As Congress grapples with preventing the expiration of major Tax Cuts and Jobs Act (TCJA) provisions, it must identify revenue-raising measures that minimize economic harm. One often-overlooked opportunity is eliminating tax exclusions for employer-provided group-term life insurance.
The current tax system violates key principles of neutrality in two significant ways: it discriminates between different forms of employee compensation and between saving and consumption. Section 79 of the Internal Revenue Code exempts premiums paid by employers for the first $50,000 of life insurance coverage from employees’ taxable income. This exemption not only distorts employee compensation neutrality but also introduces a second layer of tax exemption on saving through life insurance.
The Issue with Current Tax Treatment
Life insurance serves as a form of saving where premiums are “invested” upfront, and benefits are paid out tax-free to beneficiaries upon death. Ideally, a neutral tax system would tax this saving only once – either at the time of investment or when benefits are paid out. Currently, death benefits are tax-free, and premiums for coverage up to $50,000 are also exempt from taxation, creating a double tax exemption. For coverage exceeding $50,000, employers report imputed income on employees’ W-2 forms based on IRS tables, not actual premiums or actuarial costs. This can lead to over-taxing or under-taxing due to the misalignment between imputed and actual costs.

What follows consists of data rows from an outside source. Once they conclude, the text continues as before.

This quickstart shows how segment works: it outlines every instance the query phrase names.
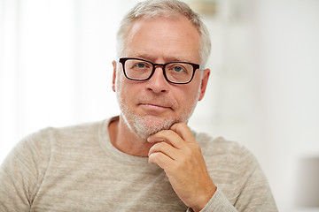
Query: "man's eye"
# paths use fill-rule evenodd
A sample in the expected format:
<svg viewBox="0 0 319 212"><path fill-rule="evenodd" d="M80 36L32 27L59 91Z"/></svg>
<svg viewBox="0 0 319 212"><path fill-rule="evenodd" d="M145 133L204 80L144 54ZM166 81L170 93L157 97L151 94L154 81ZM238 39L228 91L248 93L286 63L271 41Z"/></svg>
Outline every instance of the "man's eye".
<svg viewBox="0 0 319 212"><path fill-rule="evenodd" d="M181 66L175 66L175 67L173 68L173 70L174 70L175 72L181 72L184 71L183 68L181 67Z"/></svg>
<svg viewBox="0 0 319 212"><path fill-rule="evenodd" d="M145 64L142 64L142 63L136 64L136 66L137 68L145 68L146 67Z"/></svg>

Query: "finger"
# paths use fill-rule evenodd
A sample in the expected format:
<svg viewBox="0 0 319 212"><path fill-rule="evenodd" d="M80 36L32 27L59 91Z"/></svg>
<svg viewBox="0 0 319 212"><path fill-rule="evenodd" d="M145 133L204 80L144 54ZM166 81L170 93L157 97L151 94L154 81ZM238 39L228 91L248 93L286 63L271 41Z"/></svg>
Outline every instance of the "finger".
<svg viewBox="0 0 319 212"><path fill-rule="evenodd" d="M172 165L174 160L161 152L154 152L149 155L149 163L156 163L163 170L166 170Z"/></svg>
<svg viewBox="0 0 319 212"><path fill-rule="evenodd" d="M175 123L170 129L175 132L186 142L196 143L191 129L186 125L185 123Z"/></svg>
<svg viewBox="0 0 319 212"><path fill-rule="evenodd" d="M184 147L184 141L183 139L172 130L160 131L159 132L148 137L147 141L151 143L164 141L178 149Z"/></svg>
<svg viewBox="0 0 319 212"><path fill-rule="evenodd" d="M150 156L152 154L160 152L164 155L170 157L172 160L175 160L176 157L178 157L179 153L177 148L172 147L171 145L167 144L167 142L160 142L154 144L148 153L148 155Z"/></svg>

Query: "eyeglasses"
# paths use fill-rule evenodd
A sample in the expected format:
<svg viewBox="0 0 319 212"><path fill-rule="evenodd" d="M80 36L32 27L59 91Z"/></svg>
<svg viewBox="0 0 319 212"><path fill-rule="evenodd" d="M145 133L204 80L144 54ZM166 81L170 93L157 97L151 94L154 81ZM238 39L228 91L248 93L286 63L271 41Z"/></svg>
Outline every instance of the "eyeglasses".
<svg viewBox="0 0 319 212"><path fill-rule="evenodd" d="M196 70L200 68L199 64L188 62L153 64L148 60L132 57L122 57L119 61L122 64L125 77L137 81L150 80L155 72L155 69L160 66L163 69L164 77L168 82L187 84L193 79Z"/></svg>

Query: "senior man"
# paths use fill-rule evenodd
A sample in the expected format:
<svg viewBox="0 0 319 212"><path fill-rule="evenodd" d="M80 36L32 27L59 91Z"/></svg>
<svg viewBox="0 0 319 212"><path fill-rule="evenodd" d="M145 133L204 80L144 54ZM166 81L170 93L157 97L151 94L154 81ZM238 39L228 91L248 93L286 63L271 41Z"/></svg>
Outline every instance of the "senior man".
<svg viewBox="0 0 319 212"><path fill-rule="evenodd" d="M1 211L276 211L252 154L187 125L210 48L186 4L137 4L113 62L120 116L23 140L1 167Z"/></svg>

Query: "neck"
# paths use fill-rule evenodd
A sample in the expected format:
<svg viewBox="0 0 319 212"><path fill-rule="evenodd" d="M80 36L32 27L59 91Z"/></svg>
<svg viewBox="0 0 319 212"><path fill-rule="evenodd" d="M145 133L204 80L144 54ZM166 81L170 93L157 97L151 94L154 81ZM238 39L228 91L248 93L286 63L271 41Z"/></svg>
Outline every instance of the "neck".
<svg viewBox="0 0 319 212"><path fill-rule="evenodd" d="M108 130L111 143L114 148L130 155L147 156L152 144L136 136L121 116L118 120L110 123Z"/></svg>

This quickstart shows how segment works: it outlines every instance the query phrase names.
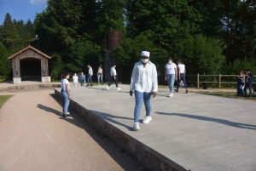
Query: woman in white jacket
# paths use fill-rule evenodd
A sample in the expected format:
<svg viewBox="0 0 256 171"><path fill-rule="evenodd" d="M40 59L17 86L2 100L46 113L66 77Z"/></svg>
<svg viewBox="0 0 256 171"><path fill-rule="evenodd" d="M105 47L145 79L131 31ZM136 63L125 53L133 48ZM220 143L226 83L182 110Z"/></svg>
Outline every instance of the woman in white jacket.
<svg viewBox="0 0 256 171"><path fill-rule="evenodd" d="M142 51L141 60L134 65L131 85L130 95L132 96L134 90L136 105L134 109L134 124L133 129L139 130L139 117L141 108L144 101L146 108L146 117L143 123L148 123L151 120L151 95L153 98L156 96L158 89L157 84L157 71L154 64L149 60L150 53L148 51Z"/></svg>

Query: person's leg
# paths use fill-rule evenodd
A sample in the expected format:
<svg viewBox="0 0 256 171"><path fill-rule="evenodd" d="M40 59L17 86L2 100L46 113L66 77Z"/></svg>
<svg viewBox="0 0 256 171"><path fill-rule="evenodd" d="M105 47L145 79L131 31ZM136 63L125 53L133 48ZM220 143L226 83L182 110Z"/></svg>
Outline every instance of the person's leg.
<svg viewBox="0 0 256 171"><path fill-rule="evenodd" d="M101 80L102 80L102 83L103 83L103 74L101 74Z"/></svg>
<svg viewBox="0 0 256 171"><path fill-rule="evenodd" d="M184 73L181 74L181 80L183 81L183 83L184 83L184 86L186 88L186 90L188 90L188 85L187 85L187 83L186 83L186 76L185 76Z"/></svg>
<svg viewBox="0 0 256 171"><path fill-rule="evenodd" d="M175 74L171 74L170 77L171 93L173 93L174 82L175 82Z"/></svg>
<svg viewBox="0 0 256 171"><path fill-rule="evenodd" d="M119 88L119 81L117 76L115 76L115 87Z"/></svg>
<svg viewBox="0 0 256 171"><path fill-rule="evenodd" d="M249 87L249 97L251 97L253 93L253 83L248 83L248 87Z"/></svg>
<svg viewBox="0 0 256 171"><path fill-rule="evenodd" d="M176 91L178 91L178 88L180 87L180 83L181 83L182 76L180 75L180 77L177 77L177 86Z"/></svg>
<svg viewBox="0 0 256 171"><path fill-rule="evenodd" d="M141 109L143 103L143 93L135 90L135 109L134 109L134 123L138 123L140 118Z"/></svg>
<svg viewBox="0 0 256 171"><path fill-rule="evenodd" d="M167 74L167 83L168 83L168 86L169 86L169 89L170 89L170 92L172 90L172 88L171 88L171 74Z"/></svg>
<svg viewBox="0 0 256 171"><path fill-rule="evenodd" d="M69 99L68 99L68 94L67 93L67 91L63 90L62 92L62 95L63 95L63 114L67 114L68 111L68 105L69 105Z"/></svg>
<svg viewBox="0 0 256 171"><path fill-rule="evenodd" d="M244 86L244 89L243 89L245 97L247 97L247 88L248 88L248 83L246 83L246 85Z"/></svg>
<svg viewBox="0 0 256 171"><path fill-rule="evenodd" d="M113 79L113 76L111 76L111 82L108 83L108 87L111 86L111 84L113 83L113 82L114 81Z"/></svg>
<svg viewBox="0 0 256 171"><path fill-rule="evenodd" d="M143 93L143 100L144 100L147 117L150 117L150 113L151 113L151 104L150 104L151 96L152 96L152 93Z"/></svg>

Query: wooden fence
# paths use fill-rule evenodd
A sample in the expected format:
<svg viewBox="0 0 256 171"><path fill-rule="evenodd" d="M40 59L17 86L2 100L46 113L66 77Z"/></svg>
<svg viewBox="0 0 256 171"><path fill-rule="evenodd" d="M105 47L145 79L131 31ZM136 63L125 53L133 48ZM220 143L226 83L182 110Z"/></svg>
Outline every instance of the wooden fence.
<svg viewBox="0 0 256 171"><path fill-rule="evenodd" d="M186 79L188 77L191 78L196 77L196 82L195 81L189 81L189 79L188 79L188 83L196 83L197 88L199 88L200 83L218 83L218 88L221 88L221 84L222 83L233 83L233 84L236 84L237 82L229 82L229 81L222 81L222 78L224 77L233 77L233 80L236 80L237 79L237 75L222 75L222 74L218 74L218 75L186 75ZM209 77L212 77L212 79L214 79L214 81L201 81L201 80L207 80L207 78L209 79ZM213 78L212 78L213 77ZM195 79L193 79L195 80Z"/></svg>

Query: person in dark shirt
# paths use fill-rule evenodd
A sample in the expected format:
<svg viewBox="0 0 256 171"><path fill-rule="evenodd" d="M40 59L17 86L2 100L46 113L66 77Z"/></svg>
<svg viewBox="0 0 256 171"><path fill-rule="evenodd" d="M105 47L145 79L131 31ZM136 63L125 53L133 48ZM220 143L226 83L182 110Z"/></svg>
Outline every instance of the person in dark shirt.
<svg viewBox="0 0 256 171"><path fill-rule="evenodd" d="M251 72L250 69L247 69L247 73L246 73L246 84L245 84L245 88L244 88L245 97L250 98L252 96L253 83L253 74ZM247 88L249 88L249 96L247 96Z"/></svg>
<svg viewBox="0 0 256 171"><path fill-rule="evenodd" d="M245 86L245 77L243 71L240 71L239 76L237 76L237 95L244 96L244 86Z"/></svg>

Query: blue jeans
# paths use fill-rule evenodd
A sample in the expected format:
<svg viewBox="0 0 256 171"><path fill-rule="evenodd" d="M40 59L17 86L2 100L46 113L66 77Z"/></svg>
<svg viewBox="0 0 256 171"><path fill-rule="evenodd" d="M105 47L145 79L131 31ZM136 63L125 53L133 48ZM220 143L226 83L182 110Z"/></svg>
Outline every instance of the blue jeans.
<svg viewBox="0 0 256 171"><path fill-rule="evenodd" d="M186 83L186 77L185 77L184 73L180 73L180 77L178 79L178 83L177 83L177 89L179 88L181 81L183 81L184 86L185 86L186 89L188 89L188 86L187 86L187 83Z"/></svg>
<svg viewBox="0 0 256 171"><path fill-rule="evenodd" d="M170 88L170 92L173 93L173 87L175 82L175 74L167 74L167 81Z"/></svg>
<svg viewBox="0 0 256 171"><path fill-rule="evenodd" d="M249 88L249 97L251 97L253 94L253 83L246 83L246 85L244 87L244 94L246 97L247 97L247 88Z"/></svg>
<svg viewBox="0 0 256 171"><path fill-rule="evenodd" d="M142 93L135 90L134 94L135 94L135 100L136 100L136 105L134 109L134 123L137 123L140 118L140 113L141 113L141 109L143 101L146 109L146 116L150 117L150 112L151 112L150 100L151 100L152 93L145 93L145 92Z"/></svg>
<svg viewBox="0 0 256 171"><path fill-rule="evenodd" d="M111 86L111 84L113 83L113 82L115 82L115 86L116 86L116 88L118 88L119 87L119 82L118 82L117 76L115 76L115 80L114 80L114 77L111 76L111 82L108 83L108 87Z"/></svg>
<svg viewBox="0 0 256 171"><path fill-rule="evenodd" d="M66 90L61 89L61 94L63 96L63 113L67 114L68 111L68 105L69 105L69 98L68 94Z"/></svg>
<svg viewBox="0 0 256 171"><path fill-rule="evenodd" d="M90 84L92 84L90 74L88 74L88 77L87 77L87 83L88 83L88 84L89 84L89 80L90 81Z"/></svg>
<svg viewBox="0 0 256 171"><path fill-rule="evenodd" d="M102 81L102 83L103 83L103 79L102 79L103 76L102 73L99 73L98 74L98 83L101 83L100 80Z"/></svg>
<svg viewBox="0 0 256 171"><path fill-rule="evenodd" d="M80 80L81 86L84 86L84 80Z"/></svg>

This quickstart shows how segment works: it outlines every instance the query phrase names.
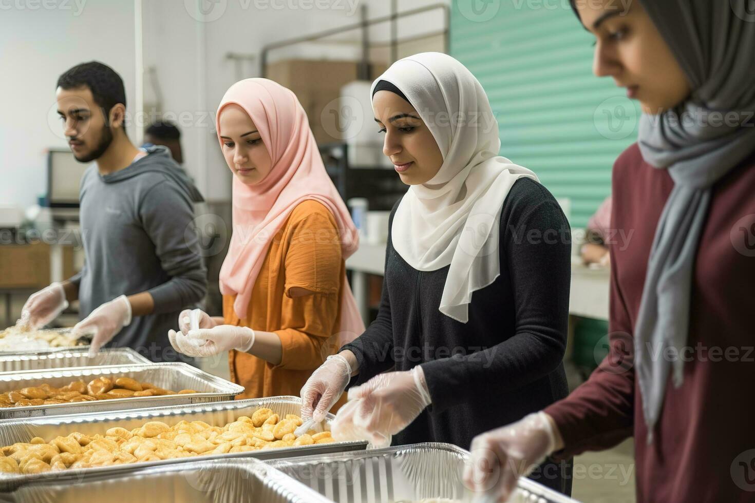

Consequences of the Tax Exclusion
The tax exclusion disproportionately benefits higher-income taxpayers due to the progressive income tax structure. For instance, a taxpayer in the top marginal tax rate of 37% saves $37 in taxes for every $100 of excluded coverage, while a lower-income individual in the 10% bracket saves only $10. The Treasury Department estimates that maintaining this exclusion will cost nearly $45 billion over the next decade.
Proposed Solution
To improve tax neutrality and raise revenue, policymakers should repeal the exclusion for employer-provided group-term life insurance premiums and the associated imputed income rules. Ideally, the full value of premiums should be included in taxable income, reflecting the actual cost of insurance. This reform would contribute to a more equitable tax system while generating additional revenue.
By addressing these tax exclusions, Congress can move toward a more balanced and efficient tax code that supports both fiscal responsibility and economic growth.